Search code examples
kubernetesgarbage-collectionkubectl

How to recursively get dependent resources of Kubernetes owner resource


With Kubernetes you can use the Garbage Collector to automate the deletion of dependent resources when owning resources are removed. I'm wondering the easiest method to print out the dependency tree of an owning resource, potentially limiting to a tree depth if needs be.

I understand the potential for crashing the API service given the ability to fan out to all resources in a cluster and likely why this isn't an easy feat to achieve but I've been struggling to even find usable, community supported workarounds or even discussions/issues relating to this topic (likely my poor searching skills) so any help in achieving this would be great!

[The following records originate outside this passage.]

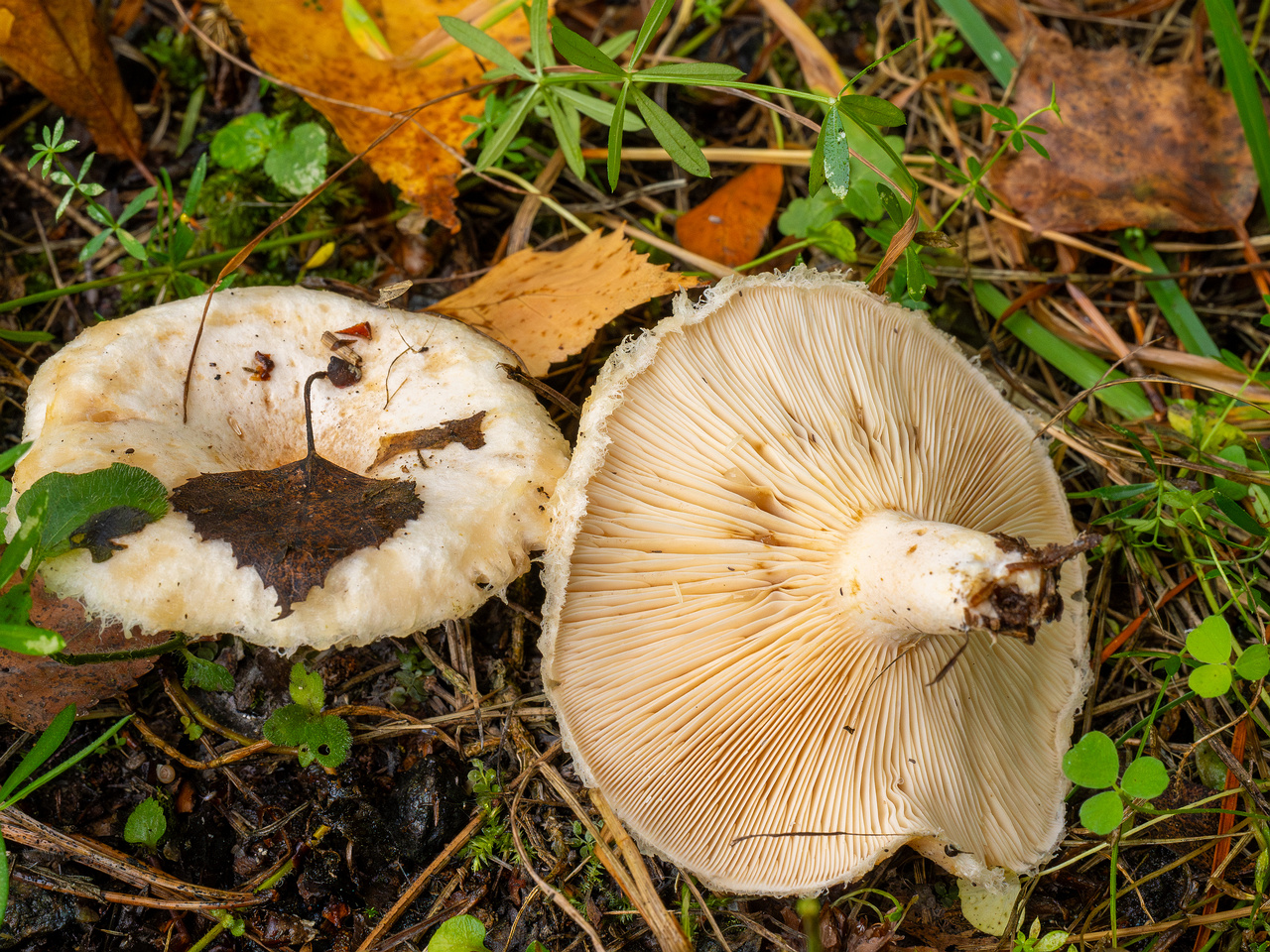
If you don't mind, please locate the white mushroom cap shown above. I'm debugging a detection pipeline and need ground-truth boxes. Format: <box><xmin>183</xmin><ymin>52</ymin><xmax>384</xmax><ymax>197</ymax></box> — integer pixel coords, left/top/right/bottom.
<box><xmin>9</xmin><ymin>287</ymin><xmax>568</xmax><ymax>650</ymax></box>
<box><xmin>541</xmin><ymin>271</ymin><xmax>1088</xmax><ymax>893</ymax></box>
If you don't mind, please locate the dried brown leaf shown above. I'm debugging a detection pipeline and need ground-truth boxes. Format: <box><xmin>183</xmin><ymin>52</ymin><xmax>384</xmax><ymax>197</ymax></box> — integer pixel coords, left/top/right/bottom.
<box><xmin>225</xmin><ymin>0</ymin><xmax>530</xmax><ymax>230</ymax></box>
<box><xmin>0</xmin><ymin>0</ymin><xmax>144</xmax><ymax>160</ymax></box>
<box><xmin>0</xmin><ymin>575</ymin><xmax>172</xmax><ymax>733</ymax></box>
<box><xmin>993</xmin><ymin>31</ymin><xmax>1257</xmax><ymax>232</ymax></box>
<box><xmin>675</xmin><ymin>165</ymin><xmax>785</xmax><ymax>267</ymax></box>
<box><xmin>432</xmin><ymin>231</ymin><xmax>698</xmax><ymax>377</ymax></box>
<box><xmin>172</xmin><ymin>453</ymin><xmax>423</xmax><ymax>618</ymax></box>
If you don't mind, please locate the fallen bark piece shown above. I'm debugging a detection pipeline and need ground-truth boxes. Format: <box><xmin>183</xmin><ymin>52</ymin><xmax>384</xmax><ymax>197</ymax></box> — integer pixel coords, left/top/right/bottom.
<box><xmin>433</xmin><ymin>231</ymin><xmax>698</xmax><ymax>377</ymax></box>
<box><xmin>992</xmin><ymin>29</ymin><xmax>1257</xmax><ymax>232</ymax></box>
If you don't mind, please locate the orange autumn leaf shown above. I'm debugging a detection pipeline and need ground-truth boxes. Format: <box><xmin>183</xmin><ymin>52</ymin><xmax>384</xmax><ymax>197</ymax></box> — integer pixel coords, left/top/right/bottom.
<box><xmin>992</xmin><ymin>28</ymin><xmax>1257</xmax><ymax>232</ymax></box>
<box><xmin>675</xmin><ymin>165</ymin><xmax>785</xmax><ymax>267</ymax></box>
<box><xmin>225</xmin><ymin>0</ymin><xmax>530</xmax><ymax>230</ymax></box>
<box><xmin>432</xmin><ymin>231</ymin><xmax>698</xmax><ymax>377</ymax></box>
<box><xmin>0</xmin><ymin>0</ymin><xmax>145</xmax><ymax>162</ymax></box>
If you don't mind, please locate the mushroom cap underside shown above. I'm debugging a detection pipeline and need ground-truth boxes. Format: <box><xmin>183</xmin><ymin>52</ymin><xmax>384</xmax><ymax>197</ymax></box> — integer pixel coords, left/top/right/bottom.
<box><xmin>9</xmin><ymin>287</ymin><xmax>568</xmax><ymax>649</ymax></box>
<box><xmin>541</xmin><ymin>272</ymin><xmax>1088</xmax><ymax>893</ymax></box>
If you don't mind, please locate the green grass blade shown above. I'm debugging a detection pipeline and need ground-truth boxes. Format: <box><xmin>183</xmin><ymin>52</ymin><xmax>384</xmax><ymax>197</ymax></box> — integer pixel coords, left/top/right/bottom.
<box><xmin>1204</xmin><ymin>0</ymin><xmax>1270</xmax><ymax>222</ymax></box>
<box><xmin>1120</xmin><ymin>236</ymin><xmax>1221</xmax><ymax>358</ymax></box>
<box><xmin>935</xmin><ymin>0</ymin><xmax>1016</xmax><ymax>86</ymax></box>
<box><xmin>974</xmin><ymin>281</ymin><xmax>1152</xmax><ymax>420</ymax></box>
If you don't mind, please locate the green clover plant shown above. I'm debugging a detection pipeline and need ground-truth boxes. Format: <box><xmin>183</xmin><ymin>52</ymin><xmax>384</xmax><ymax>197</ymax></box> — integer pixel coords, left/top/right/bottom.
<box><xmin>262</xmin><ymin>661</ymin><xmax>353</xmax><ymax>771</ymax></box>
<box><xmin>1063</xmin><ymin>731</ymin><xmax>1169</xmax><ymax>837</ymax></box>
<box><xmin>1187</xmin><ymin>615</ymin><xmax>1270</xmax><ymax>697</ymax></box>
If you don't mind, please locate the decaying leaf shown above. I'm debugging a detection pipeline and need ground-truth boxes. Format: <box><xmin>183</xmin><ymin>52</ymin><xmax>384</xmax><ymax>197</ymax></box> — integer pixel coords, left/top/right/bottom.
<box><xmin>432</xmin><ymin>231</ymin><xmax>698</xmax><ymax>377</ymax></box>
<box><xmin>172</xmin><ymin>451</ymin><xmax>423</xmax><ymax>618</ymax></box>
<box><xmin>366</xmin><ymin>410</ymin><xmax>485</xmax><ymax>472</ymax></box>
<box><xmin>0</xmin><ymin>0</ymin><xmax>145</xmax><ymax>160</ymax></box>
<box><xmin>0</xmin><ymin>575</ymin><xmax>171</xmax><ymax>733</ymax></box>
<box><xmin>675</xmin><ymin>165</ymin><xmax>785</xmax><ymax>267</ymax></box>
<box><xmin>225</xmin><ymin>0</ymin><xmax>530</xmax><ymax>230</ymax></box>
<box><xmin>993</xmin><ymin>29</ymin><xmax>1257</xmax><ymax>232</ymax></box>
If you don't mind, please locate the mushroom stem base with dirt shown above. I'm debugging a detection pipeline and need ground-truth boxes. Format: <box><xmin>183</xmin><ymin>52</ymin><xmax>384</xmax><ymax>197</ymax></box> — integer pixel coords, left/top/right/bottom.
<box><xmin>839</xmin><ymin>509</ymin><xmax>1084</xmax><ymax>644</ymax></box>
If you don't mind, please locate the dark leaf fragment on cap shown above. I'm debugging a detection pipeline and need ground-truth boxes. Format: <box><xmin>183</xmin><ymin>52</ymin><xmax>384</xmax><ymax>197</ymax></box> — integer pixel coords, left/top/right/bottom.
<box><xmin>172</xmin><ymin>453</ymin><xmax>423</xmax><ymax>618</ymax></box>
<box><xmin>366</xmin><ymin>410</ymin><xmax>485</xmax><ymax>472</ymax></box>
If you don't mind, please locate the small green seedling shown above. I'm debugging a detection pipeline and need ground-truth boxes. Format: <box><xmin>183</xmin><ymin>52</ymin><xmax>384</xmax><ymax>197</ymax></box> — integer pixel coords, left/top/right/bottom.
<box><xmin>1013</xmin><ymin>917</ymin><xmax>1067</xmax><ymax>952</ymax></box>
<box><xmin>427</xmin><ymin>915</ymin><xmax>489</xmax><ymax>952</ymax></box>
<box><xmin>0</xmin><ymin>704</ymin><xmax>131</xmax><ymax>923</ymax></box>
<box><xmin>1063</xmin><ymin>731</ymin><xmax>1169</xmax><ymax>837</ymax></box>
<box><xmin>262</xmin><ymin>661</ymin><xmax>353</xmax><ymax>771</ymax></box>
<box><xmin>1187</xmin><ymin>615</ymin><xmax>1270</xmax><ymax>697</ymax></box>
<box><xmin>123</xmin><ymin>797</ymin><xmax>168</xmax><ymax>849</ymax></box>
<box><xmin>210</xmin><ymin>113</ymin><xmax>326</xmax><ymax>195</ymax></box>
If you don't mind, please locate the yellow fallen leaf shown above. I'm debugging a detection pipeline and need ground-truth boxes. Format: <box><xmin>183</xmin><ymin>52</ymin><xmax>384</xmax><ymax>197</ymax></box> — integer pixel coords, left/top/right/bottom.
<box><xmin>0</xmin><ymin>0</ymin><xmax>145</xmax><ymax>163</ymax></box>
<box><xmin>228</xmin><ymin>0</ymin><xmax>530</xmax><ymax>230</ymax></box>
<box><xmin>432</xmin><ymin>231</ymin><xmax>698</xmax><ymax>377</ymax></box>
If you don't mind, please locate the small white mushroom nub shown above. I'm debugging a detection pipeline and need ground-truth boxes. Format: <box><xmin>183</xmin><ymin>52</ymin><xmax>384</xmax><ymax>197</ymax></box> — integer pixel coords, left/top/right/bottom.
<box><xmin>541</xmin><ymin>271</ymin><xmax>1088</xmax><ymax>893</ymax></box>
<box><xmin>9</xmin><ymin>289</ymin><xmax>568</xmax><ymax>649</ymax></box>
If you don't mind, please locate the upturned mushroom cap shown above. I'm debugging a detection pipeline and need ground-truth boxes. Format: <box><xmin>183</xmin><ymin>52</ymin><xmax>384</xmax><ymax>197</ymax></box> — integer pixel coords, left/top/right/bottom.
<box><xmin>9</xmin><ymin>287</ymin><xmax>568</xmax><ymax>649</ymax></box>
<box><xmin>540</xmin><ymin>271</ymin><xmax>1088</xmax><ymax>893</ymax></box>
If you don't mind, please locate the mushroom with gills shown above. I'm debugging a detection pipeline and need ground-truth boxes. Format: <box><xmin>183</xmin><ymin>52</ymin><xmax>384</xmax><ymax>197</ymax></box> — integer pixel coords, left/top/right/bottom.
<box><xmin>9</xmin><ymin>287</ymin><xmax>568</xmax><ymax>650</ymax></box>
<box><xmin>540</xmin><ymin>271</ymin><xmax>1089</xmax><ymax>893</ymax></box>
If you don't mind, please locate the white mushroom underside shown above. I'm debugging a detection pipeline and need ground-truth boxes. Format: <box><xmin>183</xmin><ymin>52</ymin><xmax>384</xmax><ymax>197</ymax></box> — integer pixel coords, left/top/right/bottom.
<box><xmin>9</xmin><ymin>289</ymin><xmax>568</xmax><ymax>649</ymax></box>
<box><xmin>543</xmin><ymin>276</ymin><xmax>1087</xmax><ymax>893</ymax></box>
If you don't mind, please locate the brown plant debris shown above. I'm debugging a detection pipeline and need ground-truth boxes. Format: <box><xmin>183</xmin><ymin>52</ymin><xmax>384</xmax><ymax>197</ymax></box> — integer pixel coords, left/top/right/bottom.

To make things more concrete a specific example of an abstract kubectl get query I'd like to achieve would be something like kubectl get scheduledworkflow <workflow name> --dependents:

  • This would find the Kubeflow Pipelines ScheduledWorkflow resource then recurse,
  • That would find all Argo Workflow resources,
  • Then for each Workflow resource many Pod and Volume resources (there are a few other types but wanted to paint the picture of these being disparate resource types).

We typically only keep a small number of Argo Workflow resources in the cluster at anyone one time as the majority of our Workflow's spawn 1k+ Pod so we have pretty aggressive GC policies in place. Even so listing these is just painful at the moment and need to use a custom script to do it but wondering if there was a higher level CLI, SDK or API available (or any group working on this issue in the community!).


Solution

  • There are no ready solutions for this.

    I see two options how this can be proceeded:


    1 - probably this is what you already mentioned: "need to use a custom script to do it".

    Idea is to get jsons of required resource groups and then process it by any available/known language like bash/python/java/etc and/or using jq. All dependent objects have ownerReference field which allows to match resources.

    More information about owners and dependents

    jq tool and examples


    2 - Write your own tool based on kubernetes garbage collector

    Kubernetes garbage collector works based on graph built by GraphBuilder:

    garbage collector source code

    Graph is always up to date by using `reflectors:

    GarbageCollector runs reflectors to watch for changes of managed API objects, funnels the results to a single-threaded dependencyGraphBuilder, which builds a graph caching the dependencies among objects

    graph_builder source code to get whole logic of it.

    Built graph has node type:

    graph data structure

    Also it's worth to mention that working with api server is more convenient using kubernetes clients libraries which are available for different languages.